A few years later, though, as their oldest son was preparing to graduate from high school, their marriage was suffering again, and Lori, feeling desperate, decided to join a biweekly prayer group at their church. She began asking God to cleanse and restore her.
As she did, she heard, almost in an audible voice, “I want to restore the years the locusts have eaten.”
“I knew God was birthing something in me. I was excited He was going to restore my marriage, but I had no idea it had anything to do with my abortion,” she said.
For six months, Lori continued to pray. Eventually, she heard God speak again. “I want you to share your testimony,” He said. “I want you to tell people about that abortion.”
Nervously, she called her pastor and asked whether she could share her testimony the following Sunday. He paused, then agreed. As it turned out, that Sunday was National Sanctity of Human Life Day, as well as the 30th anniversary of Roe v. Wade.

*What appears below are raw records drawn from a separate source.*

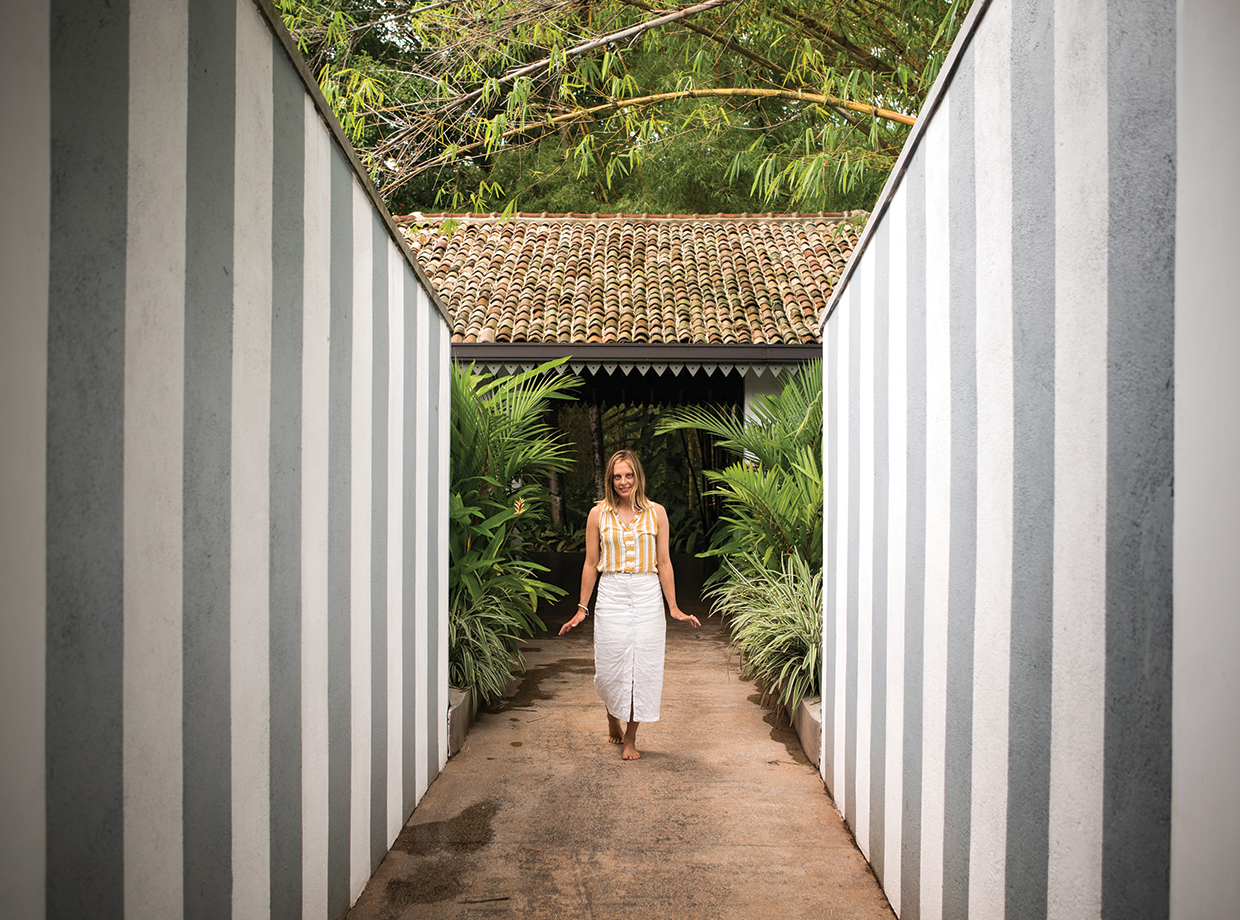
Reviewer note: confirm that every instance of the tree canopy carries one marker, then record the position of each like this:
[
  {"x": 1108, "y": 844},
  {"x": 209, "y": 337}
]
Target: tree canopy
[{"x": 625, "y": 106}]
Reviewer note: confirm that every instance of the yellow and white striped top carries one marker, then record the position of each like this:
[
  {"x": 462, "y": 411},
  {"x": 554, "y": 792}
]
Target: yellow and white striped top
[{"x": 628, "y": 547}]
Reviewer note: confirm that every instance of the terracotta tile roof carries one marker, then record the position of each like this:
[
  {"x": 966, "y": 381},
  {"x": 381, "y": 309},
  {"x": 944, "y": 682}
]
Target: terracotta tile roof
[{"x": 704, "y": 279}]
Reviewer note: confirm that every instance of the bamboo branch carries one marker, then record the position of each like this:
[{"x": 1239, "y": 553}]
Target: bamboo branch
[
  {"x": 583, "y": 114},
  {"x": 592, "y": 45}
]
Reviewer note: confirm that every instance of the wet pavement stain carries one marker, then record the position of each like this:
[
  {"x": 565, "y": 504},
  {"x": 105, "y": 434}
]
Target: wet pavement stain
[
  {"x": 465, "y": 833},
  {"x": 444, "y": 851},
  {"x": 530, "y": 691}
]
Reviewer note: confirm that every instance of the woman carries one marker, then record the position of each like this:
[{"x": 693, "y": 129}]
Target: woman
[{"x": 628, "y": 552}]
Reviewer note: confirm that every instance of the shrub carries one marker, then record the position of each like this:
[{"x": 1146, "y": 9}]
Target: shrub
[
  {"x": 776, "y": 624},
  {"x": 500, "y": 444}
]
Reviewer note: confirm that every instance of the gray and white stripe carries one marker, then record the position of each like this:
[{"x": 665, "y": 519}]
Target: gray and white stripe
[
  {"x": 239, "y": 370},
  {"x": 996, "y": 370}
]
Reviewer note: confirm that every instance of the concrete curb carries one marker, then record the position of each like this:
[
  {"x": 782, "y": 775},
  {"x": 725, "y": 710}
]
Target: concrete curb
[
  {"x": 460, "y": 716},
  {"x": 807, "y": 723}
]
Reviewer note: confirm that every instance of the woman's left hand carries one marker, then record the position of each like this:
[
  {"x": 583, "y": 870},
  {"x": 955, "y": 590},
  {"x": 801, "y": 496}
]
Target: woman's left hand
[{"x": 677, "y": 614}]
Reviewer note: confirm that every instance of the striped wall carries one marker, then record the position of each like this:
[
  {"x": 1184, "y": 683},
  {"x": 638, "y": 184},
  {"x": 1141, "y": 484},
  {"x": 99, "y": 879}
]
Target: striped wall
[
  {"x": 1000, "y": 418},
  {"x": 222, "y": 477}
]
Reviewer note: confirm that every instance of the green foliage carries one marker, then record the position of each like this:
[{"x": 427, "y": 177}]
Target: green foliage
[
  {"x": 774, "y": 495},
  {"x": 770, "y": 537},
  {"x": 500, "y": 446},
  {"x": 673, "y": 463},
  {"x": 743, "y": 106},
  {"x": 776, "y": 624}
]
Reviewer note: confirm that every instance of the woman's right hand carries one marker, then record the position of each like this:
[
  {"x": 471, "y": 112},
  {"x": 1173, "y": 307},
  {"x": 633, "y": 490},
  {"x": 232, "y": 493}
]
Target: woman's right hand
[{"x": 575, "y": 621}]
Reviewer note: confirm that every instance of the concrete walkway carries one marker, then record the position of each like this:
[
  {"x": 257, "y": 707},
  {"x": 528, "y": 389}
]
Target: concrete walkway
[{"x": 538, "y": 817}]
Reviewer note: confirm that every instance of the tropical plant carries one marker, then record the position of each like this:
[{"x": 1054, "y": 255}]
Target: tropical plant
[
  {"x": 805, "y": 104},
  {"x": 776, "y": 624},
  {"x": 500, "y": 448},
  {"x": 773, "y": 495}
]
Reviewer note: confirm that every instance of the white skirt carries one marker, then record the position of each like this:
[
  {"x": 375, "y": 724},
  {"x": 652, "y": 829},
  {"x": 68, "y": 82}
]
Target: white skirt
[{"x": 629, "y": 636}]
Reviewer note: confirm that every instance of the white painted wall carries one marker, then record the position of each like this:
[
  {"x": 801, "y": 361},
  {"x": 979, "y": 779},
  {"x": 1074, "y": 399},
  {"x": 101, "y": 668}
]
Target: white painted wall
[{"x": 1205, "y": 796}]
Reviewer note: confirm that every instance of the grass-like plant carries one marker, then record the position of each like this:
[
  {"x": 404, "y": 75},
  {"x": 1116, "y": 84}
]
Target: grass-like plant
[
  {"x": 774, "y": 492},
  {"x": 776, "y": 624}
]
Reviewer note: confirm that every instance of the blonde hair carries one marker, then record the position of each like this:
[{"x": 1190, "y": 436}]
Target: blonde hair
[{"x": 610, "y": 500}]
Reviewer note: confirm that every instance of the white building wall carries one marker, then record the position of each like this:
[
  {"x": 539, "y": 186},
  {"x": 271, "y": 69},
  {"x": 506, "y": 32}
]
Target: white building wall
[
  {"x": 1205, "y": 799},
  {"x": 215, "y": 342}
]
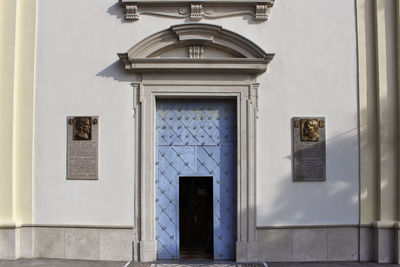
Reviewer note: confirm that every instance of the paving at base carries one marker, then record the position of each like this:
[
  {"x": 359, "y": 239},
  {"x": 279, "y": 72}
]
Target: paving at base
[{"x": 84, "y": 263}]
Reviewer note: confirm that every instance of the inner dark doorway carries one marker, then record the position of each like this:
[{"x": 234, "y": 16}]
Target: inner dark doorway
[{"x": 196, "y": 217}]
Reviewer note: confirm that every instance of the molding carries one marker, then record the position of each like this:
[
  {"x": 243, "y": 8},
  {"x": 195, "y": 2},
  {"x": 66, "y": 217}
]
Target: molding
[
  {"x": 197, "y": 10},
  {"x": 246, "y": 57}
]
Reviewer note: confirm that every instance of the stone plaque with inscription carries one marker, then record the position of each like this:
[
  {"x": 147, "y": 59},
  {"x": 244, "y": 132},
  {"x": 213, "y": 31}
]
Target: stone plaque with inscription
[
  {"x": 309, "y": 155},
  {"x": 82, "y": 151}
]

Only a few days before her scheduled talk at church, Lori attended an event held by the abortion activist group Silent No More. As she listened to women describe their experiences with abortion, she felt led to share her testimony. Afterward, a member of Concerned Women for America asked her to share her story at a Senate hearing for an abortion-related bill in a couple weeks.
“I remember looking at her, laughing and saying, ‘I’ll pray about that and get back with you.’ I couldn’t get in my car fast enough and go home.”
But that Sunday, Lori gave her testimony at her church, and afterward, 12 different women came to her to say they also had abortions.
From there, Lori’s ministry to the abortion-wounded took off. Despite her fear, she did share her story at the Senate hearing. Then she became involved with a pregnancy resource center and began the process of forming her own nonprofit, an organization called If Not For Grace.
Along the way, though, she had to stop and ask herself an important question, “Am I healed yet?”
The answer, she realized, was no.
She found a different abortion recovery ministry and worked through the curriculum that If Not For Grace uses today. Then she and her husband attended a weekend event designed specifically for women and men wounded by abortion.
That weekend, she and her husband talked about the child they had never known and discovered that from day one they both had believed they lost a little girl. That weekend, they named her – Hannah Grace – and finally felt permission to grieve.
“There’s that stigma of ‘Why should you grieve something you chose?’” Lori explained. “But no matter what, I was a mother, and so my heart was longing to grieve the child I had lost…. It felt good to bring her the honor and dignity that she should have had and to be able to get in touch with that pain.”
This is the kind of healing Lori wants to offer others through If Not For Grace. Today, she believes God’s personal promise to restore the years the locusts had eaten applies not only to her marriage and her family but also to the lives of everyone their ministry seeks to reach.
“Ultimately, the vision is that we can enable abortion wounded women, men, and
families to live authentic, abundant lives, mobilizing them for Kingdom-expanding work,” she explained. “God wants to work all things together for our good and His glory and make us into a display of His splendor.”